Turabi ve siyaset

Aklın devre dışı bırakıldığı nakil insanı hurafeye götürebilir. Hurafenin panzehiri akıldır. Lakin tek başına akıl da çoraklaşmaya götürür.  Akıl ve nakil alanları birleştiğinde kemal ve tekamül meydana gelir.  Ruh beden bütünlüğü gibi, insanin manevi alemiyle fiziki alemi ve ruhi alemiyle akli alemi arasında köprüler kurulmalıdır. Bu köprüler ve damarlar arasında tıkanma olursa manevi sağlık da yitirilir ve kaybolur. 

Bu denge meselesine işaret edenlerden birisi Bediüzzaman’dır.  Kalbin en önemli görevi inanmaktır. Bu manevî gözün ziyası ise hak dindir. Kalp ancak böylece gerçek imana erer. Akıl ise anlama aletidir. Kâinattaki mânâları ve hikmetleri keşfetmeye çalışmak aklın görevidir. Bu yönüyle bütün fen ilimleri aklın gıdasıdır. Ama bu akıl, bu kâinat kitabına, bu sonsuz mânâları kimin yerleştirdiğini bilmek istediğinde kalbin ziyasına muhtaç olur. Ona ancak dinî ilimlerle aydınlanmış bir kalp öncülük edebilir, yol gösterebilir. ‘Ziya-yı kalb’ ve ‘nur-u fikir’den kastedilen manalar şu cümlelerle açıkça ortaya konuluyor: “Vicdanın ziyası, ulûm-u diniyedir. Aklın nuru, fünun-u medeniyedir. İkisinin imtizacıyla hakikat tecelli eder.”  Ayrılmaları hastalık tevlit eder. Dini ilimlerin tek başına kalmalarından taassup ve akli ilimlerin tek başına kalmasından da şüphe doğar. (Münazarat).

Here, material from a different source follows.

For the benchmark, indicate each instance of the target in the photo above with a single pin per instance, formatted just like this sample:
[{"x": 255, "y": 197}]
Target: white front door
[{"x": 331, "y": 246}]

Gazali’ye göre, fıkıh dünyevi ilimlerdendir. Tasavvuf ise uhrevi ilimdir. Belki İmam-ı Malik’ten rivayet edilen şu sözü de bu bağlamda anlamamız gerekmektedir:”  Tasavvufsuz (kalpsiz) fıkıh fısk ve fıkıhsız tasavvuf ise zındıka (kuraldan kopukluk) üretir.” Bu manada tasavvuf İslam içinde İseviyet (kalp, batini fıkıh) damarını temsil ederken fıkıh ve şeriat ise (zahiri) Museviyet damarını temsil etmektedir. Hazreti Ömer de bu meseleye şöyle temas etmiştir: ”İki kişi belimi kırdı. Birincisi, cahil abid (abidun mütenessik) diğeri de şeriatın estarını ve perdesini yırtan amelsiz alimdir (alimun mütehettik).” ‘Yırtık rahibe’ misali yırtık alim!

Hayatta her şey denge üzerine kuruludur. Bu denge ikilemleri ve üçlemleri tevhit potasında eritir. Bediüzzaman’ın aslında ziya-i kalp ve nur-u fikirle alakalı olarak söylediği tespiti bir biçimde Ziya ul Hak da yapmıştır. Ondan menkul bir söz şudur: Pakistan’da kadim medreselerle İngilizlerden kalma okullar arasındaki mesafe ve insicamsızlık belimi büktü. Ziya ul Hak’ın şikayet ettiği esasında kadim ile cedit arasındaki şizofrenik ve kategorik ayrımdır. Hindistan’da Diobend ile Aligarh ekolü kadim ve cedit ekolleri temsil ederler. Nedvetü’l Ulema ise iki tarzı kendinde cem eden sofistike bir ilim yuvasıdır, ocağıdır. Kadim cedit ikilemini ancak sofistike yöntemlerle aşabiliriz. Bediüzzaman’ın esasında Medresetü’z Zehra projesi ve modeli bugün tam olarak Ezher’le temsil edilmeyip Nedvetü’l ulema modeli ile temsil edilmektedir. Bu model modernizm ile otantiklik arasında geçişliliği esas almaktadır.  Vasatiyeti (dengeyi) yakalamak kolay değildir, bıçak sırtıdır ama doğru denklemi temsil etmektedir.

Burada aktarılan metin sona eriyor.